I must be the only one who can hear Bad Leg’s song tonight. Chantal is as still as a rock on her bed, and the window is closed. His song is loud, but I can’t understand his words. I toss every which way trying to shut out his voice. My eyes are weary, my thoughts are on overtime, refusing to let me sleep. Everything and everyone swims around my mind like ghosts in a haunted house—the detective lady and her proposition, Kasim and his “shit you do for fam,” and the love that Donna has for a bad guy who sold drugs that killed a girl. I am being forced to make a choice.
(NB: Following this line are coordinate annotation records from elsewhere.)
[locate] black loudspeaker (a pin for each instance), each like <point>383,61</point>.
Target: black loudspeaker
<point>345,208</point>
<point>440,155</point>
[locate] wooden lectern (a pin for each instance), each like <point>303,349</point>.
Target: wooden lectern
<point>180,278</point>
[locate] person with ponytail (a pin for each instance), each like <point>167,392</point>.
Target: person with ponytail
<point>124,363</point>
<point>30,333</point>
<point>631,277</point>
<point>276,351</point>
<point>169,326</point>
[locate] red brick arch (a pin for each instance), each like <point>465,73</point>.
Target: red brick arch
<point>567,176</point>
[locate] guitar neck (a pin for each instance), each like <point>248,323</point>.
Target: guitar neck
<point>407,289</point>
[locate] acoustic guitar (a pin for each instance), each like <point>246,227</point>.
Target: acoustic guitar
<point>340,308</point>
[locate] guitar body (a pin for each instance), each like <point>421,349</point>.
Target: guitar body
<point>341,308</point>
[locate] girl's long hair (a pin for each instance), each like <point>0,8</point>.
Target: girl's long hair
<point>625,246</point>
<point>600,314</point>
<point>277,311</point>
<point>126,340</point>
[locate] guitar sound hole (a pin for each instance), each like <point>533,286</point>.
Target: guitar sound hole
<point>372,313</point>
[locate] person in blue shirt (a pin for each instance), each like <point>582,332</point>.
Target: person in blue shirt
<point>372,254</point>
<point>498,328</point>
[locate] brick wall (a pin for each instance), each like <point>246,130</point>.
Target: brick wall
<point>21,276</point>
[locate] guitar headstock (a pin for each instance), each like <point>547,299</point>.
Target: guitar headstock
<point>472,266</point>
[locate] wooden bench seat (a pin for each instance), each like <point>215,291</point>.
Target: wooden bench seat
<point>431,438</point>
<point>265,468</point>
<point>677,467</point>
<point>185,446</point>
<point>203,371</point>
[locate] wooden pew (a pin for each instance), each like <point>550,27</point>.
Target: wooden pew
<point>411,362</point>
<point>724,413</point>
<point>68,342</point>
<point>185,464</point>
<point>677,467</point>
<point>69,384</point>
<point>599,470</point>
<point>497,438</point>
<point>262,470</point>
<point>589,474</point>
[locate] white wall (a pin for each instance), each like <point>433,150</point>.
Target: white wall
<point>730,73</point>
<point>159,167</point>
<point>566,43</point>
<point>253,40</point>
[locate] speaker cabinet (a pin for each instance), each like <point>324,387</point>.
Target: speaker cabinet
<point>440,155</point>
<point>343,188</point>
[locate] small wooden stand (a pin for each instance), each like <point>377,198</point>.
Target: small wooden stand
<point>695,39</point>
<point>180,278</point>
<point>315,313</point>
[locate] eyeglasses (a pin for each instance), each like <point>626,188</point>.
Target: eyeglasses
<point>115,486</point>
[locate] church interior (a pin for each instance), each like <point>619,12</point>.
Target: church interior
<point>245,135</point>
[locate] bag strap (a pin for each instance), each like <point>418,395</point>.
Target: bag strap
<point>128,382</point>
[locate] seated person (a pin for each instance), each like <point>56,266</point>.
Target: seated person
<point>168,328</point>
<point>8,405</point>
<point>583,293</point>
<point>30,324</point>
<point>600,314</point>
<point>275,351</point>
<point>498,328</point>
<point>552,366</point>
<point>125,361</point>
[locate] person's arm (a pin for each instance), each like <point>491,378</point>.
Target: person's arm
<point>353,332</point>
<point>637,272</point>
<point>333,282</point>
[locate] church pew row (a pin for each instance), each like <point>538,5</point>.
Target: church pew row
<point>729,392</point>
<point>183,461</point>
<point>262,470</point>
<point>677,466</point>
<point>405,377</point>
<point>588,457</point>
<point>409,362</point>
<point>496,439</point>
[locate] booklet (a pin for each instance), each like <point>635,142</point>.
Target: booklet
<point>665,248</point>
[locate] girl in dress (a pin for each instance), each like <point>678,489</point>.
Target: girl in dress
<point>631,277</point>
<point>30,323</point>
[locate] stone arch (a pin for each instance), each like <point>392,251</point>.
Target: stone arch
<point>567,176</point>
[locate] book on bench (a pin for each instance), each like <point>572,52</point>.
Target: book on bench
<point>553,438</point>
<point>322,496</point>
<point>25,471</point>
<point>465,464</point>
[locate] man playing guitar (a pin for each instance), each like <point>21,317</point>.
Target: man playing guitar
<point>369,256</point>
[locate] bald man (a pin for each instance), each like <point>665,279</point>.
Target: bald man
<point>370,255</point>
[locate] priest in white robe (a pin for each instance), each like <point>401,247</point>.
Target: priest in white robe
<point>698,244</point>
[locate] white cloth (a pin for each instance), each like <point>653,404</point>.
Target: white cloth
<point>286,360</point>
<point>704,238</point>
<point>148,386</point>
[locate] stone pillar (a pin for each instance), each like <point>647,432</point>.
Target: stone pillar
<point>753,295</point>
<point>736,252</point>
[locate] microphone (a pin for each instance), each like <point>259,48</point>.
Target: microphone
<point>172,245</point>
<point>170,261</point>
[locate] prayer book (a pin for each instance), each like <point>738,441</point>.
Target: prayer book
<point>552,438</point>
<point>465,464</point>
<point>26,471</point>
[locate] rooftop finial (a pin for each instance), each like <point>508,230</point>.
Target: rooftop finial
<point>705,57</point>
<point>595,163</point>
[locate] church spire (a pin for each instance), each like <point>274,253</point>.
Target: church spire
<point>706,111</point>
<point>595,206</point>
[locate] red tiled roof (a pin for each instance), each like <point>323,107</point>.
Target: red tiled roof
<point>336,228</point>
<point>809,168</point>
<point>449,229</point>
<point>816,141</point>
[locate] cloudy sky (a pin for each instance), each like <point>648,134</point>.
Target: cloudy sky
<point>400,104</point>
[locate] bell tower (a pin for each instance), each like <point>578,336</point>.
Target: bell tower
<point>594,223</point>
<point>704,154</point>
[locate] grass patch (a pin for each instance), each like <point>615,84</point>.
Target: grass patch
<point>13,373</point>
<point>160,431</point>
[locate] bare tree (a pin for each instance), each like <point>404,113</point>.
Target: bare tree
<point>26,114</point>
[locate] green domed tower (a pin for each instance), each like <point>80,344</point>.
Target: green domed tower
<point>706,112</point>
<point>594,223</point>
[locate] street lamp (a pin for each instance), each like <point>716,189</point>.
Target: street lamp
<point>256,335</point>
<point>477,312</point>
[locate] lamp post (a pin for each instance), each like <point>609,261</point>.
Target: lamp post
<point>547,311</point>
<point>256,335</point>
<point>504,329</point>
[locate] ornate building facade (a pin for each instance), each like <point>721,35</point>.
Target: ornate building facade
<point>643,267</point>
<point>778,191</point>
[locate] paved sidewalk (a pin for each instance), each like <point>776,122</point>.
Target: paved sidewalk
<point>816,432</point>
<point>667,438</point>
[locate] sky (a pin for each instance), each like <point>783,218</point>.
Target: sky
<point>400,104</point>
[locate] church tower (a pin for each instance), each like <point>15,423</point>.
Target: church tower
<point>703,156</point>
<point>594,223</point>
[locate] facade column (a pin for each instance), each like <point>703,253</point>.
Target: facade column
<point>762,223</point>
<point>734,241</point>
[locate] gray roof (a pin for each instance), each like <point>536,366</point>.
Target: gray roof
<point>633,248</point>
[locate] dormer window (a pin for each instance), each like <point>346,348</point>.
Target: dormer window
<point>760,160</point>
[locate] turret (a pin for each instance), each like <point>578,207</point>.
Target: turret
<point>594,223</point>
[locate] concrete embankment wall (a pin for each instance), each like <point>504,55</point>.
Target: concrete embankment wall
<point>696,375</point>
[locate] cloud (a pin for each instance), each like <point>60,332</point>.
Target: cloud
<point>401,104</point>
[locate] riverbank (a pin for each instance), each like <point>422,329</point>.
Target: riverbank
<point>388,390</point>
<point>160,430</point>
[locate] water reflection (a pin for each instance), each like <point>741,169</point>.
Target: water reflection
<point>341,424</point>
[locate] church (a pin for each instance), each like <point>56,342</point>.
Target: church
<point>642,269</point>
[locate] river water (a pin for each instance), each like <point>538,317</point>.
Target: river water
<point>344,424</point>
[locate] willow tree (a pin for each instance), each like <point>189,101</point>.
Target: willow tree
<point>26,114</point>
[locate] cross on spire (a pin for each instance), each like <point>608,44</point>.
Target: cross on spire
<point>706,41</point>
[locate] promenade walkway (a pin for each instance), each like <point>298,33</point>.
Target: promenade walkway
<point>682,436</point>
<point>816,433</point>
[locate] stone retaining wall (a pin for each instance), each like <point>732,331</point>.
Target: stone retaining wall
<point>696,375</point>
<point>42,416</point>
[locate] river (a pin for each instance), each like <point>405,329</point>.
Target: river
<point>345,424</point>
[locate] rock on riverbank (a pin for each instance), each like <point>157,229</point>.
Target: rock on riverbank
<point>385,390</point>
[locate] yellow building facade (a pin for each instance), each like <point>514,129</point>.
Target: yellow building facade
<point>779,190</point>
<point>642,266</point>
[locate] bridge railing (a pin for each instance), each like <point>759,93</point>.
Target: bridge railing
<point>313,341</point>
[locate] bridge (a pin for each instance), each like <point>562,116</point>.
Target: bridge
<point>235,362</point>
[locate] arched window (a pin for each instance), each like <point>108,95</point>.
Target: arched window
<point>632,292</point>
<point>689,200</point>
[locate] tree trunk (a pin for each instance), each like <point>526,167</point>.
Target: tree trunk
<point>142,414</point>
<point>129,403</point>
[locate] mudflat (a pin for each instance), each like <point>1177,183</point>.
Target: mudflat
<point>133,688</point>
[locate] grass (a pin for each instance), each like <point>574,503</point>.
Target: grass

I know that my prayers will ease my heart, so I get up. My legs take me down the steps, to the coat closet, out of the house, and to the corner of American and Joy.
“What should I do?” is the first thing I ask Papa Legba. I need straight answers, so I ask a straight question.
He’s quiet. There are sirens in the distance. A dog barks. The wind howls around me and I realize how strange this place is with all these little houses, and on most days, I barely see any people. If there was a place like this back in Haiti, everyone would come out and gather on the sidewalk to exchange meals and gossip. No one would be left alone in a tiny house with only their regrets and sorrows to keep them company.
Papa Legba finally begins.
Crossroads, cross paths,
Double-cross and cross-examine,
Cross a bridge across my mind.
A cross to bear across the line,
And cross the street across town.
Cross out, cross off,
cross your t’s and cross your fingers,
then nail him to a cross
as you cross your heart
and hope not to die.
A cigar appears in his hand. He’s never had it before. He takes a pull and exhales thick white smoke that swirls up into the air like a cloud. I watch it bend and stretch like a slow-turning cyclone until it stops at the street signs—where Joy Road meets American Street.
Joy and American. A crossroads. Intersecting. One is not the other. I look down Joy Road with its few streetlights dotting the wide path. There are not that many houses and lots of open land. It can either mean endless possibilities or dark, empty hope.
I look down American Street with its houses in neat rows and the open lots like missing teeth. I know so many people back in Haiti, so many families who would kiss the ground and thank Jesus for a street like this, especially one named American.
My two paths meet at this corner, and it seems like I have to choose one. One street represents a future, the other leads to a different kind of life. Papa Legba, the keeper of the crossroads, will help me choose.
“On American Street, I will live with my aunt Jo and my cousins, and go to school, and have a cute boyfriend, and keep my mouth shut because in Haiti I learned not to shake hands with the devil. But on Joy Road, I will tell the truth. The truth will lead to my happiness, and I will drive long and far without anything in my way, like the path to New Jersey, to my mother, to her freedom, to my joy. Which road should I take, Papa Legba?”
When I turn back to the streetlight, he is gone. The light only shines on the overturned plastic bucket and the dancing smoke. It’s beginning to feel as if I’m speaking to stagnant air—the spirits are just standing there without delivering my message to God.
“Where were you?” Chantal whispers as I quietly slide back onto my air mattress.
“Eating something in the kitchen,” I lie.
“Yeah, right. You trying to get killed out here on these streets?”
“Killed?” I say. “I feel safer here than I did in Port-au-Prince.”
Chantal laughs. I wait for her to stop, but she keeps going. Then she sits up on her bed to face me. I can see the outline of her head in the moonlight.
“You ever seen a kid get stomped in the face. With boots?”
“No,” I say. “Not stomped in the face. But beaten with a baton on the back by the police.”
“Oh, y’all got police brutality, too?”
“It was because of the manifestation before the election. What you would call a protest, like the one for that girl who died because of drugs. Did they find out who gave her those drugs?”
She’s quiet. Then she says, “Does it matter? She took them, right? If somebody hands you drugs and you take them, who’s to blame? What, there are no drugs in Haiti?”
“Of course there are. And drug dealers, too. But they don’t always have to deal drugs. There are other things to sell.”
“Well, did you ever have to dodge bullets?”
“During kanaval. Some people were jumping on cars to dance and have a good time. But MINUSTAH thought they were making trouble. So they shot and we ran.”
“Okay,” she says, settling back down on her pillow. “Do you know what a dead body smells like? I mean, after it’s been dead for, like, days.”
“Yes. I remember the earthquake very well,” I say, quiet, almost whispering.
“All right, then. You win.”
“No, I don’t. I lose. I am not home now. I left it behind. You are home.”
“Home? No, I’m not. I wasn’t born here. Haiti is home.”